Plusieurs organisations et intellectuels de la société dominicaine se manifestent contre des articles du projet de nouvelle Constitution, en débat au parlement de la république voisine d’Haïti.

Des protestations ont lieu quotidiennement à Santo Domingo, la capitale de la République Dominicaine, contre ce projet constitutionnel.

Le texte ci-joint tente de rassembler l’essentiel des protestations des organisations et des intellectuels ainsi que des données sur l’histoire de cette réforme constitutionnelle.

Par Wooldy Edson Louidor

Port-au-Prince, 16 oct. 09 [AlterPresse]--- « Il ne se passe pas un jour à Santo Domingo sans qu’il n’y ait de manifestations contre la réforme constitutionnelle », confie à l’agence en ligne AlterPresse une militante, membre d’organisation de femmes paysannes dominicaines, qui effectue une visite de travail en Haïti.

Différentes organisations de la société dominicaine protestent contre plusieurs articles de la nouvelle Loi mère de leur pays, notamment ceux relatifs à la pénalisation de l’avortement, au refus de l’octroi de la nationalité dominicaine aux descendants de migrants sans papiers et d’autres articles consacrant la privatisation des plages, la réélection présidentielle indéfinie…, rapporte la féministe dominicaine.
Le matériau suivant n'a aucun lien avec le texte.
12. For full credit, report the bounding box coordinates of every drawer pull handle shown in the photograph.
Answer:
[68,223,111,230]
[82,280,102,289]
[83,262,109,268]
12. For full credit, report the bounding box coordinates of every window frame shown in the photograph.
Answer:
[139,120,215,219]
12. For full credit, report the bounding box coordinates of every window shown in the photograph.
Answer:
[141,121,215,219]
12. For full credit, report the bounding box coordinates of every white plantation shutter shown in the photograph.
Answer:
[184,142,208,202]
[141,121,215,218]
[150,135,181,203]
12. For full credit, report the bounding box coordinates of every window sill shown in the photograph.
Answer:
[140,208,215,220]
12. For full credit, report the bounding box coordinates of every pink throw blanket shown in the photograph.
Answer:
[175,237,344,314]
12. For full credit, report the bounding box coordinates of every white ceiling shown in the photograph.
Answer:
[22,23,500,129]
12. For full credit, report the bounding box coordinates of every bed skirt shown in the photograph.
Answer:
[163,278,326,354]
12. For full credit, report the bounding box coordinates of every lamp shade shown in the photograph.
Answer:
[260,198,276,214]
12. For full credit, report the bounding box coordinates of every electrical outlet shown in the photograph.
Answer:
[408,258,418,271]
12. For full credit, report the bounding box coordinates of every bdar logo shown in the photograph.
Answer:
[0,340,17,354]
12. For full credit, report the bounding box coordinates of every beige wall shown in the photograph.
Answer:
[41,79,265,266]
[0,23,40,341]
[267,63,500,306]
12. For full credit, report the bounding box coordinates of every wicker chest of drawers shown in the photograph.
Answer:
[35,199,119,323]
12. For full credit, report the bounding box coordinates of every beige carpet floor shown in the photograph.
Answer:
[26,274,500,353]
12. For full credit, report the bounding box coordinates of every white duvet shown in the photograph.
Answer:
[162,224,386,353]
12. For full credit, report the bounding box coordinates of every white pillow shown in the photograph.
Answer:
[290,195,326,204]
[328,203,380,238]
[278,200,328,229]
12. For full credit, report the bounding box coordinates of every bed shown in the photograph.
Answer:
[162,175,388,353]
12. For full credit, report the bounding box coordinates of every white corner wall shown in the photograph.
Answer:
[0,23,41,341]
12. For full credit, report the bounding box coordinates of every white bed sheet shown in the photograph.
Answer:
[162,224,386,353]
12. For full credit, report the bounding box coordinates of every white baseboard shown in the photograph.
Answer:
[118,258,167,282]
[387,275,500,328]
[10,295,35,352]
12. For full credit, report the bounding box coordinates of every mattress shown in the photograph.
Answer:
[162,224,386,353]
Les protestations ont gagné en ampleur, depuis la révélation d’un scandale dans le Parlement dominicain, où des parlementaires, réunis en Assemblée Nationale (instituée en Assemblée Constituante), auraient été surpris, par des caméras cachées, en train de voter pour leurs compagnons absents dans le but d’obtenir un quorum.

« Ce n’est pas ma Constitution »

Dans une lettre conjointe intitulée « Ce n’est pas ma constitution », une vingtaine d’organisations dominicaines expriment leur désaccord avec le processus de réforme constitutionnelle qu’elles qualifient d’ « illégitime », tout en invitant leurs concitoyennes et concitoyens à « se manifester contre le nouveau texte constitutionnel et à exiger des dirigeants politiques et des parlementaires un exercice de la politique beaucoup plus responsable ».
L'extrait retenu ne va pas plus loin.